Как только Мэнди сообщила персоналу больницы о пропаже ребенка, те, в свою очередь, оповестили полицию. Был выдан ордер на обыск дома Пэт. Тот оказался пуст, но в нем остались все вещи, за исключением детской одежды и игрушек, купленных для ребенка. В том же состоянии был и дом Хлои. Деньги с их банковского счета были сняты, а сами они вместе с ребенком словно растворились в воздухе.
Родные Мэнди настояли, чтобы она вернулась к ним. Трагедия помогла восстановить мосты – для этого даже не понадобилось никаких извинений. Мать и сестры поддерживали Мэнди, пока та ждала новых отчетов полиции. Вместе они молились, чтобы у Пэт и Хлои проснулась совесть и они вернули бы малыша. Увы, с момента их исчезновения прошел месяц, но они так и не дали о себе знать. После того как газеты напечатали обращение Мэнди, за которым последовала телевизионная пресс-конференция, поступило несколько сообщений о том, что их якобы видели. Увы, все они как одно оказались ложными.
Мэнди пережила целую гамму эмоций – от гнева на больничный персонал за то, что они отдали ее ребенка в руки тех, кого нельзя было подпускать к нему даже на пушечный выстрел, до раздражения на полицию за то, что та не смогла найти новые улики. И даже на себя – за то, что после родов ее тело мешало ей более активно включиться в поиски ребенка. Не до конца заживший шов и ограниченная подвижность наполняли ее чувством вины за то, что она не выполнила первейший долг любой матери – не смогла защитить своего ребенка. Сколько бы раз ее родные, Лоррейн и врачи ни пытались убедить ее в том, что ее вины в этом нет, Мэнди отказывалась им верить. Нет, это всецело была ее вина – она гналась за невозможным, за любовью мужчины, который не мог полюбить ее. И по собственной глупости потеряла ребенка.
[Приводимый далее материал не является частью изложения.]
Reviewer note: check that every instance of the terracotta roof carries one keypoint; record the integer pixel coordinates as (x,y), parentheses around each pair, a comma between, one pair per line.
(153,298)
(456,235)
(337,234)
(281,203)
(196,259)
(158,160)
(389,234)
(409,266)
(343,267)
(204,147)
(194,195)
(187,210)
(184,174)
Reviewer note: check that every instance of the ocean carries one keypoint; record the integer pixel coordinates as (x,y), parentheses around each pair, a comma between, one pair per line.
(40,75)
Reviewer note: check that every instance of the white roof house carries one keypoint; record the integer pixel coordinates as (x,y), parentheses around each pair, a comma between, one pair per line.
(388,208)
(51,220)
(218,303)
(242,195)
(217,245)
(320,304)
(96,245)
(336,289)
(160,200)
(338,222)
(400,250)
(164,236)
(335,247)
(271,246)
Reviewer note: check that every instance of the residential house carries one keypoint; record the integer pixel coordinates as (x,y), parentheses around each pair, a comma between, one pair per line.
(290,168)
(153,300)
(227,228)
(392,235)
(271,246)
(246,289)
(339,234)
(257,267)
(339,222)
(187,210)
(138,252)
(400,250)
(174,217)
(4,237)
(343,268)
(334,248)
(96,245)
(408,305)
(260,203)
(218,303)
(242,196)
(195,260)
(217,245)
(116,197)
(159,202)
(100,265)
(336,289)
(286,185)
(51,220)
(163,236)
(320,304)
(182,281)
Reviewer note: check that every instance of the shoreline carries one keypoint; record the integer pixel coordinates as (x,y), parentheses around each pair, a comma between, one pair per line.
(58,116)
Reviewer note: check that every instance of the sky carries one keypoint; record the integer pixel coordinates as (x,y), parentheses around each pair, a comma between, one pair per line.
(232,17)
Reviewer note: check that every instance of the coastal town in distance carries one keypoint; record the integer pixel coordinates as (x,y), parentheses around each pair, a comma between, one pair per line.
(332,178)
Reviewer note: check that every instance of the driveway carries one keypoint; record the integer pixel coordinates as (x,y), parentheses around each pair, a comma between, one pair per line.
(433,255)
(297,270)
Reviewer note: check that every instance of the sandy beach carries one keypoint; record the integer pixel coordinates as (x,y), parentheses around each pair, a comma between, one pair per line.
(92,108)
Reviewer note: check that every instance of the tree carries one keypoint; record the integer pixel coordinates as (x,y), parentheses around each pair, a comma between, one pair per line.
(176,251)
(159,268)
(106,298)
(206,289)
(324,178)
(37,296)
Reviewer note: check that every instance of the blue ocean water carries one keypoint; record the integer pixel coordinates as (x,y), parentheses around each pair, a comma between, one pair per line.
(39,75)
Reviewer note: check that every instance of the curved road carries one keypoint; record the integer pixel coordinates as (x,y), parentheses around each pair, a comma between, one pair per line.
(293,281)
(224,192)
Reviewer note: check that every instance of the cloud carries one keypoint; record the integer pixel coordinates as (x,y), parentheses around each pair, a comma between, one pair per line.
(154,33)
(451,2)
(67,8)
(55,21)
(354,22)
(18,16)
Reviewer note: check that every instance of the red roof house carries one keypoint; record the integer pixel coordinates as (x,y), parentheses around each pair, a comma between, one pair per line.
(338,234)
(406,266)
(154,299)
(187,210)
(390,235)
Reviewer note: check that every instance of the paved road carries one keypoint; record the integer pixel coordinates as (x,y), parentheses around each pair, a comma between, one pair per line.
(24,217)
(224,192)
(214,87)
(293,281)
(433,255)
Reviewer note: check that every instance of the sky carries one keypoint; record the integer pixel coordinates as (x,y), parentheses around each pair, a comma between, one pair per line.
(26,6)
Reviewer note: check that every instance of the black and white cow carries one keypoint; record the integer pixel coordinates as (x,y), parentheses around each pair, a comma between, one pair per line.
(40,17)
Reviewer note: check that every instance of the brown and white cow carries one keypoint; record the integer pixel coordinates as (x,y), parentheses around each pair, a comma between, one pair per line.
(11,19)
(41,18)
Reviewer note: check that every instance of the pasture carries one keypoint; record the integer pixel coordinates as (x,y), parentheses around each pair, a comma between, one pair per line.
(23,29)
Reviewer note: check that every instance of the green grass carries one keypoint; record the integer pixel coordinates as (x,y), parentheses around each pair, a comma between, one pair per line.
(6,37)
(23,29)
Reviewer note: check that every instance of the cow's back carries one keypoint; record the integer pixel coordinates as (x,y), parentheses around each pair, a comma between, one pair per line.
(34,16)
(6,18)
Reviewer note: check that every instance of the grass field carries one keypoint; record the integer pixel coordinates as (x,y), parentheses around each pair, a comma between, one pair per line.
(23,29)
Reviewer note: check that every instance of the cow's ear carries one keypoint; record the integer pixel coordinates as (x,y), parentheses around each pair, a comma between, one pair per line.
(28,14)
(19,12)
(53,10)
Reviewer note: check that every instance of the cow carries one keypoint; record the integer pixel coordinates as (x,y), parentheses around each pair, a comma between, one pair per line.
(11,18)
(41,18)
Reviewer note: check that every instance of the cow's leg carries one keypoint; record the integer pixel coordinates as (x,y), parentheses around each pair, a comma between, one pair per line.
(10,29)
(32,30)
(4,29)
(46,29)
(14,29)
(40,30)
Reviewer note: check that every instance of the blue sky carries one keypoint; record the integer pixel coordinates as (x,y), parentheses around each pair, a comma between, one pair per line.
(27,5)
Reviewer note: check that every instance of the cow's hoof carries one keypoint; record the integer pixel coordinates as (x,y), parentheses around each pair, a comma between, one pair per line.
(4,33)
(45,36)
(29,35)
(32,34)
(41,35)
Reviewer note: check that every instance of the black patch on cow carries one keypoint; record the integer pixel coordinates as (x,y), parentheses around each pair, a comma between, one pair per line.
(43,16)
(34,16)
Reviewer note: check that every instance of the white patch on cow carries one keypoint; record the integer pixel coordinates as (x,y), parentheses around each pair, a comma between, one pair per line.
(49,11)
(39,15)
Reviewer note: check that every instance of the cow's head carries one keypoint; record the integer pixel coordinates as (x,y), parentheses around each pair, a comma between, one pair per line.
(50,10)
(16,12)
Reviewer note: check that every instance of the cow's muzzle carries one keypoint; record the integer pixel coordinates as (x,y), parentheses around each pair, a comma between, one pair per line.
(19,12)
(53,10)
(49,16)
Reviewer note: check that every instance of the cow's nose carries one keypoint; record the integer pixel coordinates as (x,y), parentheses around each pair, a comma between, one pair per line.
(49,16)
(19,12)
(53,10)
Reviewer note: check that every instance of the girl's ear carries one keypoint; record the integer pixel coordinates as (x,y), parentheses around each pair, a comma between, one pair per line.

– Я хочу вернуться в ее дом и хорошенько его осмотреть, – сказала она Лоррейн после долгих размышлений. Она не знала точно зачем, но что-то требовало, чтобы она это сделала. Лоррейн сомневалась, что это пойдет на пользу ее здоровью, но Мэнди твердо стояла на своем и даже заявила, что при необходимости сделает это одна.
…Мэнди застыла в дверях спальни Пэт. Комната почти не изменилась, если не считать пустых ящиков комода и пустых плечиков в платяном шкафу. Затем она прошла в комнату Ричарда, где провела не один месяц. Как и комнату Пэт, эту в поисках любых улик тоже обшарила полиция. На какой-то миг ей стало не по себе, что ее гнездышко стало частью расследования.
Держи себя в руках, приказала себе Мэнди и сжала кулаки.
Ее взгляд скользнул по фотографиям Ричарда на стене. Как жаль, что они с ним не встретились раньше, с горечью подумала она. Впрочем, судя по рассказу его бывшей подружки, с которой Мэнди встретилась за несколько часов до злополучного падения, Ричард не был мужчиной ее мечты. Бабник и эгоист, он вовсе не горел желанием остепениться и обзавестись семьей. Иными словами, это был живой человек, со своими слабостями и недостатками, а не плод ее фантазии. Теперь она хорошо это понимала.
Разглядывая фотографии, Мэнди задержала взгляд на одном снимке. На нем Ричард и Хлоя были еще детьми, на вид лет десяти. Оба сидели на больших велосипедах рядом с домиком на фоне леса и зеленых холмов.
Внезапно Мэнди словно ударило током, и она прозрела.
– Я знаю, где мой ребенок! – громко сказала она и в упор посмотрела на Лоррейн. – Я знаю, где его искать!